Swearingen also told the court that the case file showed that semen was found in the woman’s underwear.
On cross-examination, defense attorney Jeff Finley asked about the specifics of the investigator’s questions of sexual contact.
“Sex is sex,” Swearingen said. “We figured he knew what we were asking him.”
Despite previous testimony by the complaining witness and people who were with her that night about her having consumed alcohol, Canterbury told police the woman was not overly intoxicated and was making rational decisions, according to Swearingen’s testimony.
When asked about the blood on the seat of his vehicle, Canterbury described it and said it looked like a hip injury.
Canterbury told the police that after he dropped the woman off, he went to a restaurant on Court Street and got water and napkins to clean blood from the seat of his car. But when police talked to his grandmother, she told them she had mixed a bleach solution he used to clean the seat.
“He said ‘I forgot to tell you about that,’” Swearingen told the jury.
Swearingen said he conducted follow-up interviews, including one with Ashley Spencer, an ex-girlfriend of Canterbury.
Spencer testified on Thursday as well, telling jurors about spending the evening with Canterbury before he left on Sept. 9, 2011.
Spencer lived in James Hall and had been visited “frequently” by her boyfriend in the last few months before the incident. He came to visit this time because it was the last time he would be able to before he was deployed.
“We were supposed to get drunk and have sex,” Spencer said, testifying that Canterbury brought alcohol with him and they drank in her dorm room after getting dinner and walking around campus. Spencer was 19 at the time.
She said Canterbury was mixing the drinks for her and she began to feel “the drunkest (she’d) ever been.” She began to get sick before they could have sex, Spencer said. He stayed with her for a little while before leaving to go to the restroom.
She said she heard him start “flirting” with the resident assistant and she yelled for him. The RA, Molly Nocheck, testified that she had come out of her room to ask the man to be quiet.
“He said you have to be nice to me because I’m being deployed,” Nocheck said, adding that hearing that he was in the military made her “pause and reconsider asking him to be quiet,” she told the court.
Her identification of Canterbury, though, was stricken from the record when she said “I think it’s him.”
When Canterbury came back into Spencer’s room, he stayed a little longer and then decided to leave, according to testimony on Thursday. Later that night Spencer texted with Canterbury and Canterbury told her that he had picked up a woman and that she had told him she had been raped.
Spencer later received a crime alert about a rape alleged to have happened on Sept. 9.
“I thought, ‘Oh my God, this sounds a lot like what he told me on the phone that night,’” Spencer testified.
When she texted him, showing him the crime alert, she asked him if that was what the woman had told him.
“Well, basically (sic),” Canterbury responded, according to texts between the two shown to the jury.
After discussing the case with Canterbury, OUPD obtained a search warrant for his vehicle, an older-model Chevy Impala, which was given to the Ohio Bureau of Criminal Identification and Investigation to process.

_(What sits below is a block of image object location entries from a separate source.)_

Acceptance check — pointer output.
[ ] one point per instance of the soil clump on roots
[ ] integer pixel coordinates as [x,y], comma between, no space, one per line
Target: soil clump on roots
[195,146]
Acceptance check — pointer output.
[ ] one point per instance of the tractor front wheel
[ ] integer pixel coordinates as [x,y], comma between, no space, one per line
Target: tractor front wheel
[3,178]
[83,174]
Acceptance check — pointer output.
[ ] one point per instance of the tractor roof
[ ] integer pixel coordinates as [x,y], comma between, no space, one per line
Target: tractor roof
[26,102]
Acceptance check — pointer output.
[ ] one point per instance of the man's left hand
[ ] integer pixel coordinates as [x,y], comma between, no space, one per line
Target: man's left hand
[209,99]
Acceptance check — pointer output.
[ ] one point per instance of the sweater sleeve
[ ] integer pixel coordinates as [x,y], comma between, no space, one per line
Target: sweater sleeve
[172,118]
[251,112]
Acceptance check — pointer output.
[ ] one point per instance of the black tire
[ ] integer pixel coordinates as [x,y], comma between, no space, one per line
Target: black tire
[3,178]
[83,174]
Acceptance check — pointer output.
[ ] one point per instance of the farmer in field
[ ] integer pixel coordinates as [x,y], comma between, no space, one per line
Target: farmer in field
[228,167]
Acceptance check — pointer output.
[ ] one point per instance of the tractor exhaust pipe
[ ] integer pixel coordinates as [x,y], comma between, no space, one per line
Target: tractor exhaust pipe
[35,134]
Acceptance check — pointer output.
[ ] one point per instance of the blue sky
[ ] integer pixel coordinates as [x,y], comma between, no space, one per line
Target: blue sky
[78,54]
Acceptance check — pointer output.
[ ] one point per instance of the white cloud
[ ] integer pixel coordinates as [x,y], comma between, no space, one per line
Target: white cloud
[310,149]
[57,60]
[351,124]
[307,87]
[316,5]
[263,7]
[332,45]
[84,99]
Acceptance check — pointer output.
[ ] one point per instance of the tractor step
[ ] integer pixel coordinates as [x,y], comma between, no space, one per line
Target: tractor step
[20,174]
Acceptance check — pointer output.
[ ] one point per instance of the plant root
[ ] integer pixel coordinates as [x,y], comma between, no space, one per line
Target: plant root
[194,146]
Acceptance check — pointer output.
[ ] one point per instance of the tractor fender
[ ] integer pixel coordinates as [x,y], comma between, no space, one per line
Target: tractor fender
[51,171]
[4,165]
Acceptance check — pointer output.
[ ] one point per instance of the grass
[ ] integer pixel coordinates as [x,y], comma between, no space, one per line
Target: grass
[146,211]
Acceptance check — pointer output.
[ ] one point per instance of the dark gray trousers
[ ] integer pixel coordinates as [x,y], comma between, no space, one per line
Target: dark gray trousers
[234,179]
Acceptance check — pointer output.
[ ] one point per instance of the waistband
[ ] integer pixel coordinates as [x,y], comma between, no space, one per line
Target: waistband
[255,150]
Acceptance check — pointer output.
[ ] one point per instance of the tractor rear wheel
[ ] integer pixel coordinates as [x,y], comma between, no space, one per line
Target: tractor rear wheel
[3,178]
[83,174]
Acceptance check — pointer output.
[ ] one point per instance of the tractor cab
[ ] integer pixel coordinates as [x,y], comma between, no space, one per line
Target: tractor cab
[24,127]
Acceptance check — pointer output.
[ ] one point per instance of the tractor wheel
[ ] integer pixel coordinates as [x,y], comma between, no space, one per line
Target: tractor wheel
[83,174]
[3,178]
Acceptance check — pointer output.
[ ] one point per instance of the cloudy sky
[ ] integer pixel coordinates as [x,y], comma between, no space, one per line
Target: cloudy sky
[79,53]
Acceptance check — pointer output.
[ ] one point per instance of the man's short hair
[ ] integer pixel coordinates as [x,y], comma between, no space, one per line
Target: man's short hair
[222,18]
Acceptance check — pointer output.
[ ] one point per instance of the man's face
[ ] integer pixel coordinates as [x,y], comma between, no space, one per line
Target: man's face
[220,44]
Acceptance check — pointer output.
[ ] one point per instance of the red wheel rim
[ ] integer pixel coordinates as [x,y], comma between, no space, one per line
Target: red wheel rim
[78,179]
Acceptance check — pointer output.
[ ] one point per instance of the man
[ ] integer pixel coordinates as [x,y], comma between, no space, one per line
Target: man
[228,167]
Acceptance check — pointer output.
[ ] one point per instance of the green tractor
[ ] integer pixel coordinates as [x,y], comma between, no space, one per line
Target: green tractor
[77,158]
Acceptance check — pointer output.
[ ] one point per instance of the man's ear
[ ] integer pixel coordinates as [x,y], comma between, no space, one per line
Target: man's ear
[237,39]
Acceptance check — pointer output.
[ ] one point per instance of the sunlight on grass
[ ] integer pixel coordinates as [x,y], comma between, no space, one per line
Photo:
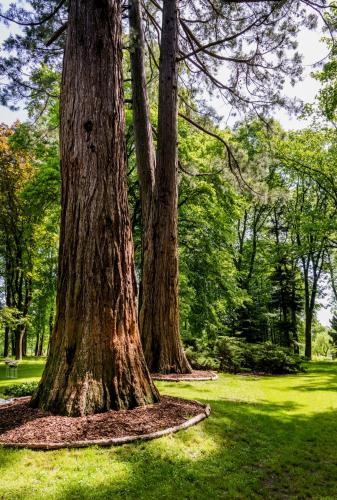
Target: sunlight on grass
[270,437]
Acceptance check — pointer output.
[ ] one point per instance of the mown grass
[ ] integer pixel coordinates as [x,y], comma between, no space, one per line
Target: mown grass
[272,437]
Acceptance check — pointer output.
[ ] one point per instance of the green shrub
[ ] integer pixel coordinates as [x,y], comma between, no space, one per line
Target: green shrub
[236,356]
[19,390]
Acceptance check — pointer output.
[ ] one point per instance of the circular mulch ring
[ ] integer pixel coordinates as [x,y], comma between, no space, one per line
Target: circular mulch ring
[195,376]
[25,427]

Special Agent Shane Henshaw processed the car, looking through the car from front to back. Despite Canterbury saying he had cleaned the passenger seat, Henshaw tested the seat and got positive results for “what appeared to be “blood” and “suspected semen” on the passenger seat. He took a cutting of the seat along with swabs of areas and gave the evidence to OUPD.
He did testing after he found the suspected semen, a “presumptive test” for semen, Henshaw testified.
“It was a very, very faint positive,” Henshaw said, noting that the result could mean a positive result or a false positive. In cross-examination, Henshaw explained that he takes the swabs and conducts initial testing, then sends it to law enforcement to decide if further testing should be conducted.